Coach Gatland has reacted to that chastening defeat by making six changes to his starting XV for the forthcoming winner-takes-all clash, including handing Welshman Owens a maiden Test start in a Lions jersey.
The incoming Scarlets front-rower insists belief remains high in the camp and feels a few "easy fixes" could be sufficient to secure a famous victory over the world champions.
"You'd probably say the way South Africa finished the game, the momentum is with them, but we can't look back at what happened last week," he said.
"The confidence is still there. We know and trust our processes and what we're trying to achieve and we're here for a huge third-Test series decider.
"We're in a really good place, we know the challenge that's going to be coming from South Africa, so it all bodes well for a great finale.
"We've got the blueprint for the win (from the first Test).
"We've just got to take confidence in what we've done well on tour. We've won a Test match, lost a Test match, so it's all to play for in the third and a lot of the things are easy fixes."
Owens came off the bench for the second successive match on Saturday but was powerless to prevent the hosts turning a narrow half-time deficit into an emphatic win.
The majority of Gatland's alterations reinforce the Lions' existing game plan of setting out to match the Springboks' physicality, something Owens described as a "massive challenge" ahead of one of the most significant games of his career.
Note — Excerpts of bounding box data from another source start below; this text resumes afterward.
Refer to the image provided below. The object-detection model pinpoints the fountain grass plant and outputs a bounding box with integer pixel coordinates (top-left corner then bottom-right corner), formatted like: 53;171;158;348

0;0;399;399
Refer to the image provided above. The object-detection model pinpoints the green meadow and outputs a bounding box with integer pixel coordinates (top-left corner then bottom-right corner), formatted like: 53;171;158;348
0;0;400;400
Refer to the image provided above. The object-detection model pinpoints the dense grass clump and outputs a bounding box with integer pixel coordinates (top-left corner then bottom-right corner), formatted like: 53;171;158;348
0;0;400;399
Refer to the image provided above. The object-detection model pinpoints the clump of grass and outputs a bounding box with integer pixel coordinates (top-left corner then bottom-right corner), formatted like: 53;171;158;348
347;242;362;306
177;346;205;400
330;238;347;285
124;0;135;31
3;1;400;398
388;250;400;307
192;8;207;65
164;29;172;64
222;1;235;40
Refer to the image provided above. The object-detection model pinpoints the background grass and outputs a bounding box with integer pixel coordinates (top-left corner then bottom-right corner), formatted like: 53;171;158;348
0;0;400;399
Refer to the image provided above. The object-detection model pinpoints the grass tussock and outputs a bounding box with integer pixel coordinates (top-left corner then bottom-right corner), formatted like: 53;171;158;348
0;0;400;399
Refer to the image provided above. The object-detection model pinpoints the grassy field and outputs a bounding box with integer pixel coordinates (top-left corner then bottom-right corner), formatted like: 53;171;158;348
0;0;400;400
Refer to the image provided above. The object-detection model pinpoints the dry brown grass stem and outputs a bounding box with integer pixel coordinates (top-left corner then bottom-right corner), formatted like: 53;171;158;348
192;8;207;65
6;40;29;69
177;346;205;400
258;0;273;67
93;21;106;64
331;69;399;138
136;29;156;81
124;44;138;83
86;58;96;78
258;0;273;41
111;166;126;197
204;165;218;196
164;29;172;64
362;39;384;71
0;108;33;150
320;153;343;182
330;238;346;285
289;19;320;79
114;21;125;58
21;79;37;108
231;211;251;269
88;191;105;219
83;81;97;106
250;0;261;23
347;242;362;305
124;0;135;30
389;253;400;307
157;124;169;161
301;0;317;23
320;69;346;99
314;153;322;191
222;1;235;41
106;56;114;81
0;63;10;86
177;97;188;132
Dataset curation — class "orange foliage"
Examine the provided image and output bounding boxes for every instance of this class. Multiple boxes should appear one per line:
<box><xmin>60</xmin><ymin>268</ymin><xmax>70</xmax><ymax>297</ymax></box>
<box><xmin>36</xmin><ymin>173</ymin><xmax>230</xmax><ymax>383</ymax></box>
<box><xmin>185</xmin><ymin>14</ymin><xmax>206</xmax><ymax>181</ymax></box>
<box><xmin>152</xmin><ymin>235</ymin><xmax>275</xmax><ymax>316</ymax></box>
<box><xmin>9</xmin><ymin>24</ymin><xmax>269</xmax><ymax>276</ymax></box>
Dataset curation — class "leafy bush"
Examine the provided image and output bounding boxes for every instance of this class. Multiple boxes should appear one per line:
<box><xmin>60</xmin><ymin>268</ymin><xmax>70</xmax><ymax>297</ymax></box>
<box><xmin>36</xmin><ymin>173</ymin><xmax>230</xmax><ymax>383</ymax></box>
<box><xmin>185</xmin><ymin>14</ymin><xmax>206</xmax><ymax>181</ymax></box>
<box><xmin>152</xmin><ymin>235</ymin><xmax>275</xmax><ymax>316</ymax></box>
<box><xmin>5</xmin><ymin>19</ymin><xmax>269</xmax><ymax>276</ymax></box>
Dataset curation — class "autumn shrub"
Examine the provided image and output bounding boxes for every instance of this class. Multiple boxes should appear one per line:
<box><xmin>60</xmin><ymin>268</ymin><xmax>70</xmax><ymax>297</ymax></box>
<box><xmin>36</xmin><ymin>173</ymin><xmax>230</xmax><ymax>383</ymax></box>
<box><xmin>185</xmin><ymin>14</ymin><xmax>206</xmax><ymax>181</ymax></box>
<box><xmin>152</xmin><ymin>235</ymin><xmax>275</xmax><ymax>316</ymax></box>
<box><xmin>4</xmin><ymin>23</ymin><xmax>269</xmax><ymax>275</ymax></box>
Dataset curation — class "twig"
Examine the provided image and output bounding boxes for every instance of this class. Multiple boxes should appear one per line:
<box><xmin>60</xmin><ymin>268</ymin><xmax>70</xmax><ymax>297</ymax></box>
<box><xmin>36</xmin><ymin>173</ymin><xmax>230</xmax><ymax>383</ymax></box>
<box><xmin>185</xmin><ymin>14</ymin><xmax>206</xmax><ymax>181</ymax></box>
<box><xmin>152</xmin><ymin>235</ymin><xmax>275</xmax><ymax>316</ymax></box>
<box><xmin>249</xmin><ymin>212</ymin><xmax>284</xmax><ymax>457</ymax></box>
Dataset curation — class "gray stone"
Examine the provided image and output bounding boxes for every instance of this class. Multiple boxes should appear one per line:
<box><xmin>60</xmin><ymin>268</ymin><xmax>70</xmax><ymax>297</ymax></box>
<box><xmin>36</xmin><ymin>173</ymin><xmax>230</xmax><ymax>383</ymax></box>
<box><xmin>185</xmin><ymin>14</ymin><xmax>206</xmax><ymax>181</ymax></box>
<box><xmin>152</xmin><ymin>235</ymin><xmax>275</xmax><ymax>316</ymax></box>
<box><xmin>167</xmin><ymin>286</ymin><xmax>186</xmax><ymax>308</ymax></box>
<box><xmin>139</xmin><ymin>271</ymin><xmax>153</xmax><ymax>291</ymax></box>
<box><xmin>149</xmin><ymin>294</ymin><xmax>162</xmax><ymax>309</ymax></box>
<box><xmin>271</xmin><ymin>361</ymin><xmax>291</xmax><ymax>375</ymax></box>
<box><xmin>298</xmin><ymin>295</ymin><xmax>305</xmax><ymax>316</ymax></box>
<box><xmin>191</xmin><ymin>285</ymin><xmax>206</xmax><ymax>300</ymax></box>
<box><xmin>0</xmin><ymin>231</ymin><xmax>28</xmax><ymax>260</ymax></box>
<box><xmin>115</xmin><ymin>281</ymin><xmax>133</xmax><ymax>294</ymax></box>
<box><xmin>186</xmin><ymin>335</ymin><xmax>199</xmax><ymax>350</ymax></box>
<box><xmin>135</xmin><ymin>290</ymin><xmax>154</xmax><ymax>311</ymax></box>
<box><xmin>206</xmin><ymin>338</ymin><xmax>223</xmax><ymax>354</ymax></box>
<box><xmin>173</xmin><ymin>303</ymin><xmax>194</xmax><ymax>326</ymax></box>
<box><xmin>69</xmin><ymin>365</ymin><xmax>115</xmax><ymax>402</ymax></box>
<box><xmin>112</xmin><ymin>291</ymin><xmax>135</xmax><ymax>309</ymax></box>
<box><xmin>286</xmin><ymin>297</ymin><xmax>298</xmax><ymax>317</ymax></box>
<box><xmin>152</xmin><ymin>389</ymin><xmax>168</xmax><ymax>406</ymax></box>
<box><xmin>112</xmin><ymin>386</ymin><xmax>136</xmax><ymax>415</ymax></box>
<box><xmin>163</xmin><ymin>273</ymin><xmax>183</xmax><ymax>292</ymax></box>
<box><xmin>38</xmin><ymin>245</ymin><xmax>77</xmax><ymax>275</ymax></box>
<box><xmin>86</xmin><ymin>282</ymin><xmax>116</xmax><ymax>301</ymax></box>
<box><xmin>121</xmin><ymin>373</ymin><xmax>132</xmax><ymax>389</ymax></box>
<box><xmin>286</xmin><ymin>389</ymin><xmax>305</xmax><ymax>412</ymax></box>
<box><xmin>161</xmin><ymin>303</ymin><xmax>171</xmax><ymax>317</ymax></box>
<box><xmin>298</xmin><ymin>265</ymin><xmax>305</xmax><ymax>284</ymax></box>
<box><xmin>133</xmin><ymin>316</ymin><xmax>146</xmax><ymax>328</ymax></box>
"My first start in a Test series for the Lions, which I am hugely proud of, and it's a third-Test decider against the world champions, so it's right up there as one of the biggest games, but definitely in a Lions shirt," said the 34-year-old, who was also part of Gatland's Wales team narrowly beaten by South Africa in the semi-finals of the 2019 World Cup.
"We know exactly the challenge they bring. They do pride themselves on it. They try to impose themselves physically.
"It is a massive challenge, but we knew that before coming down here. We took a bit of a hit with it last week, probably came second best.
"But I think on this tour, we've been very physical ourselves, so it's going to be a phenomenal Test match."
Saturday's climax brings down the curtain on one of the most toxic Lions tours in history.
New Zealander Gatland has verbally locked horns with Boks director of rugby Rassie Erasmus over the past weeks but, according to Owens, has remained a composed, reassuring presence within the training camp.
"He's pretty calm. He just knows how to get the best out of the players," said Owens.
"He steps in when he needs to and prompts boys when he needs to.
"He's been at his best with that this week. It's just that huge experience he's got is right around the place at the moment."